Source: www.Annapolis.gov and John-John Williams IV/Baltimore Sun (February 2011)

1990s: Cynthia Abney Carter

Cynthia Abney Carter was the first African American woman elected to the Annapolis City Council.

Alderwoman Carter completed her education at Sojourner Douglass College and jumped into community service, intent on improving the lives of underserved Annapolis residents. She served on boards and was an active member of Holy Temple Cathedral. One of the biggest issues she tackled was crime among youth. She realized she could tackle other civic challenges through legislative action. In 1997, she ran as a write-in candidate for Ward 6 City Council seat and won. She broke the glass ceiling for numerous Alderwomen that followed.

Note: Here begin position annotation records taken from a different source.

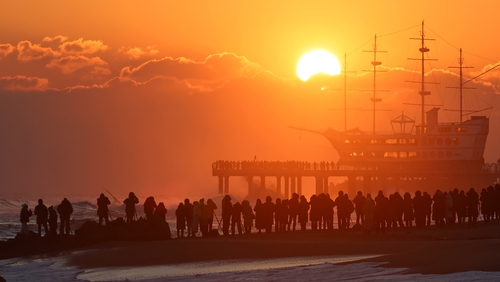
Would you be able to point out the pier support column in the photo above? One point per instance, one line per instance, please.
(221, 185)
(299, 185)
(287, 188)
(351, 184)
(226, 185)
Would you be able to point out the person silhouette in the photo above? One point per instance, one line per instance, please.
(248, 216)
(102, 209)
(188, 208)
(130, 203)
(236, 218)
(42, 216)
(52, 221)
(180, 215)
(149, 207)
(226, 214)
(212, 207)
(160, 212)
(65, 209)
(25, 218)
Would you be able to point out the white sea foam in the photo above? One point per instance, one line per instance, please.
(286, 269)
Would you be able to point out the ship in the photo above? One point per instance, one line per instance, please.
(427, 153)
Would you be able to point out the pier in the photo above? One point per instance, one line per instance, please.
(289, 175)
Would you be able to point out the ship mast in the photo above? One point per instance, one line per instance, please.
(345, 92)
(375, 63)
(423, 49)
(461, 87)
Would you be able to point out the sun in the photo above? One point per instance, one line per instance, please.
(317, 61)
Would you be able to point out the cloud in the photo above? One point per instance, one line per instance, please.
(23, 83)
(71, 64)
(28, 52)
(6, 49)
(81, 46)
(58, 38)
(208, 75)
(136, 53)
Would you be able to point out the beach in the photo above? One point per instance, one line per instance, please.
(431, 250)
(442, 253)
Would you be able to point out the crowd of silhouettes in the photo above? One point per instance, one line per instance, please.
(371, 214)
(47, 218)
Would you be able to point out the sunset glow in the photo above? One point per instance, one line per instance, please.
(144, 96)
(317, 61)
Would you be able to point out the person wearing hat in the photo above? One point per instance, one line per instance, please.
(25, 218)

Source: Vikka Moldrem/The Arundel Patriot (May 2018)

2000s: Joseph Johnson

Joseph Johnson was the first African American

Police Chief for the City of Annapolis.

Chief Johnson stepped into the position of acting Chief in April of 1994. He was appointed as Chief of Police in December of the same year. Johnson concentrated on greater diversity throughout the department, with minority officers in the K-9 unit, Special Emergency Teams and traffic safety. He oversaw the installation of the first Mobile Data Terminals in patrol cars. He opened a new communications center and oversaw the department’s accreditation. Chief Johnson retired in 2008.

Source: Annapolis Police Department

2010s: Smith Price

Smith Price was a founder of Asbury United

Methodist Church in the early 18th Century. His remains were returned to Annapolis in 2019.

In 2019, the remains of what is believed to be Smith Price were reinterred after sitting on a shelf in a Calvert County museum for nearly four decades. Smith Price was one of the founders of the first African American Church in Annapolis in 1803: Asbury United Methodist. His remains were unearthed in the 1980s as part of “urban renewal” projects in the City. Historian Janice Hayes Williams recovered the remains from the museum and brought them back to Annapolis for a proper burial. Rest in peace.

Source: Selene San Felice/The Capital (November 2019)

2020s: DaJuan Gay

Alderman DaJuan Gay is the youngest City Council member in the history of Annapolis.

Alderman Gay grew up as a youth leader in the Boys and Girls Clubs of Annapolis. He graduated from Annapolis High School, then continued his post-secondary education at an HBCU (University of Maryland Eastern Shore). In 2019, at the age of 22, he was elected to represent the 6th Ward (and the youngest-alderman in the 300 years of our City). His election was a Special Election, the result of Ald. Shaneka Henson being appointed to the seat of the late speaker Mike Busch.  In January 2020, he was presented with the Morris Blum award at the Martin Luther King, Jr. Awards Dinner.